James Leroy Wilson's blog

Saturday, November 05, 2005


If you ever get the chance to see the uncut version of the Lord of the Rings trilogy on the big screen (probably via DVD projector, as I saw it), go for it. I had the opportunity on these past three Friday nights. As one who did not read the source material by Tolkein, I enjoyed the theatrical releases when they came out, but there were several things I wondered about which the uncut version answered.

I think it's unfortunate that the trilogy yielded just one Oscar nomination for acting - Ian McKellen as Gandalf in Fellowship. I thought that Sean Astin as Sam was quite deserving in Return of the King. And Bernard Hill gave a very strong performance as Theodin, King of Rohan, especially in The Two Towers. I view Frodo and Aragorn as the central characters of the trilogy, but each installment also had the own most important character.

One character I like in Return of the King was the Orc general - the guy who led the attack on Gondor. He showed that Orcs were real people with intelligence and motives that, from their perspective, seemed good. I mean, who would you rather have on your side - him or the Steward of Gondor?

I'm also a fan of Gimli (the dwarf). Him and Sam. Two guys you want on your side. I'm sure fans of the novel resent Gimli being reduced to a comic-relief type character in the movies, but I don't view him that way. He's the first guy to enter the melee at personal risk, yet after Frodo and Sam went on their way with the ring, ensuring that neither elves nor men would get it, he had less to gain and the most to lose (as probably the most disinterested fellow) by sticking with the fellowship. But he stuck by Aragorn and Legolas throughout.

Reading the novels is on my to-do list so as to get the whole story, but I will go on record as saying I like the perspective of watching the movies without any preconceptions or expectations. And especially glad to see the uncut versions on the big screen.


  1. Jim - I am a big fan of the movie and the book (both in three parts). It amazes me how Peter Jackson and team took the greatest epic fantasy novel and, respectfully and creatively but not mechanically, made (what is perhaps) the greatest epic fantasy film.
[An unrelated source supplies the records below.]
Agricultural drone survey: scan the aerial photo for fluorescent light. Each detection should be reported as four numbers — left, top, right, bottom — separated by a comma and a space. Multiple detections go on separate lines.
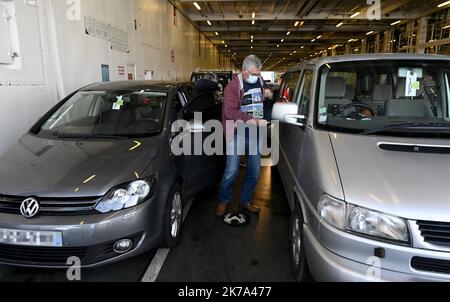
294, 21, 299, 26
287, 31, 291, 36
277, 44, 280, 47
281, 39, 284, 42
252, 12, 256, 19
391, 20, 402, 26
221, 40, 225, 44
311, 39, 316, 42
317, 35, 322, 39
293, 50, 297, 53
251, 35, 254, 39
251, 40, 253, 43
252, 20, 255, 25
225, 45, 228, 48
300, 46, 304, 49
350, 12, 360, 18
336, 22, 344, 28
215, 32, 219, 36
207, 20, 212, 26
438, 1, 450, 7
366, 31, 374, 35
444, 25, 450, 29
193, 2, 201, 11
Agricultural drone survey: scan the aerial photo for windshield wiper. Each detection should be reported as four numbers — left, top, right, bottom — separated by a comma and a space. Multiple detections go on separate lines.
363, 122, 450, 135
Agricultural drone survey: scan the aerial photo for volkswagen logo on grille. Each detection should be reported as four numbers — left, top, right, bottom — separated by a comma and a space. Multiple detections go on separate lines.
20, 198, 40, 218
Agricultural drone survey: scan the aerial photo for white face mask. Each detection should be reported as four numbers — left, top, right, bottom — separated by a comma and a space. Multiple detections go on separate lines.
246, 74, 259, 84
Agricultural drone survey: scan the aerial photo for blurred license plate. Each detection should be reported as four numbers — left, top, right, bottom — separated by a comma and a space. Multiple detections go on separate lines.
0, 228, 63, 247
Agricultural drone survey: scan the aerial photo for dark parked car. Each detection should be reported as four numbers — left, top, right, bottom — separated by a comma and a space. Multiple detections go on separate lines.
0, 81, 223, 268
190, 71, 233, 90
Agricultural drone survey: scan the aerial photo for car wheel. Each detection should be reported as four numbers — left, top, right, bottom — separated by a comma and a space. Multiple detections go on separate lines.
162, 183, 183, 248
291, 204, 312, 282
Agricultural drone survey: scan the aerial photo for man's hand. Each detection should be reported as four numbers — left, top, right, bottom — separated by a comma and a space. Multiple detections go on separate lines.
264, 89, 274, 100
I only hope Jackson gets going on the film version of The Hobbit - I am just now reading it to my eldest children - The Hobbit is a good book with which to begin, before you jump into the Lord of the Rings.

  2. I agree about Sean Astin; his Sam is so likable and heroic that I found myself missing him the most when the story was over, and joyful that he "lived happily ever after." Astin's being forgotten at awards time is proof of how silly awards are; it's definitely one of the great all-time performances.

    I also agree it's worth your while to read "The Hobbit" first; it gives LOTR even more depth.